Interpellé, le Barreau se défend face à ces allégations.

«Le Barreau [du Québec] a favorisé l’accès à la justice des citoyens de nombreuses manières», soutient sa bâtonnière, Catherine Claveau, qui cite notamment la médiation et l’arbitrage pour le règlement des différends, de même que «la promotion de différents modes de facturation».

La bâtonnière se dit également favorable à ce que les avocats employés par des OBNL puissent donner des avis juridiques aux citoyens.

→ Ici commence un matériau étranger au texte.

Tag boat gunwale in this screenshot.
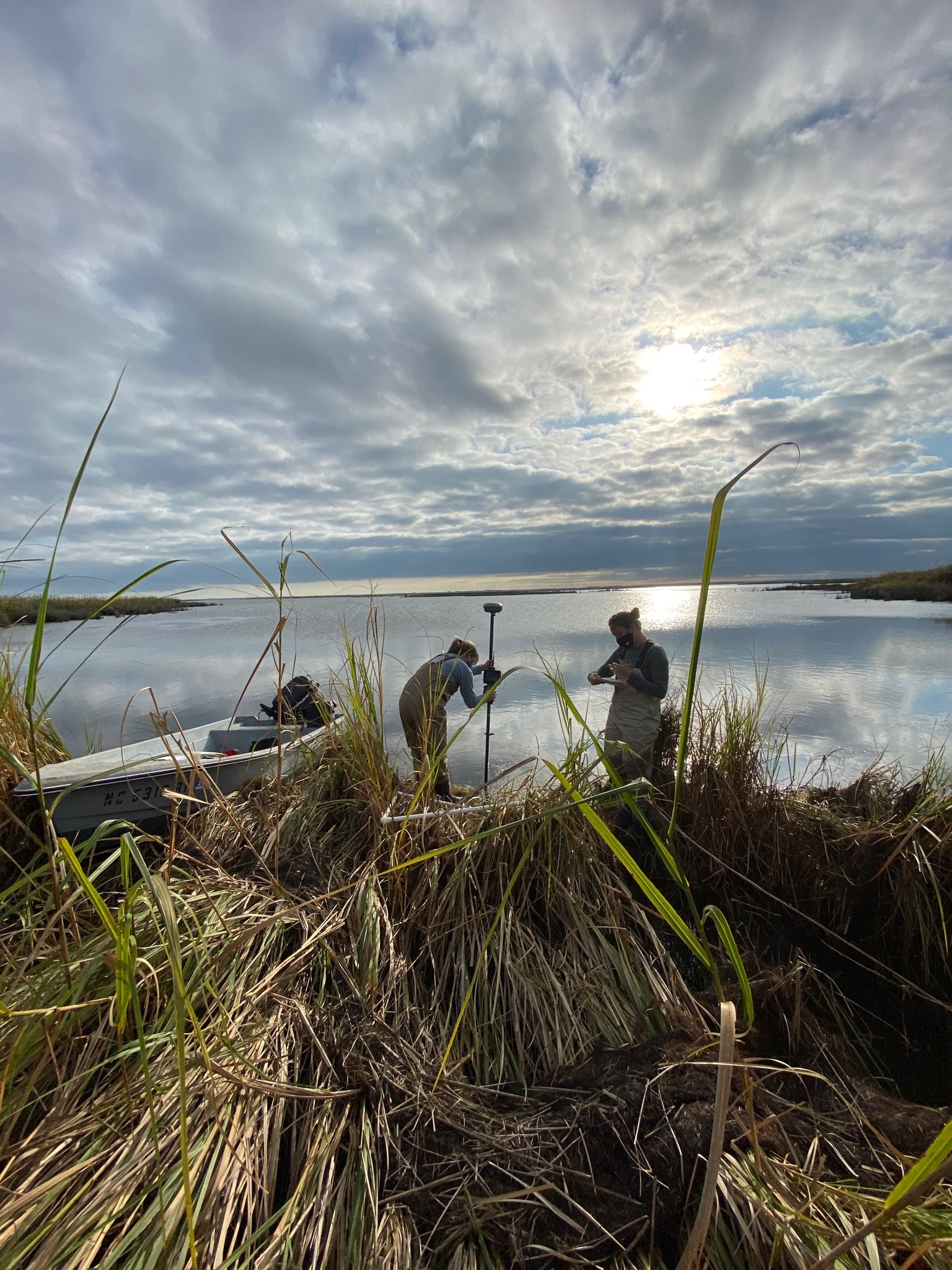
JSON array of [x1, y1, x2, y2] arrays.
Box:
[[12, 715, 340, 797]]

Elle signale par contre que c’est le Code des professions, et non le Barreau, qui empêche cette pratique.

Cela dit, l'accessibilité à l'aide juridique gratuite existe depuis des décennies au Québec, mais s’adresse à une clientèle à revenu modeste. Le seuil de revenu pour être admissible s'établit par exemple à 24 570 $ pour une personne seule, et à 40 291 $ pour un couple avec deux enfants.

Pour Sophie Gagnon, de Juripop, Québec doit élargir l’accès à l’aide juridique pour favoriser une défense pleine et entière des citoyens. L’avocate estime d’ailleurs que l’État y trouverait son compte.

«Une personne qui se représente seule, ça va prendre au moins deux fois plus de temps pour faire avancer le dossier parce qu’elle ne comprend pas ce qu’il faut qu’elle fasse. Une journée de cour, ça coûte au minimum 8000 $ au Trésor public. Y a des économies substantielles à faire.»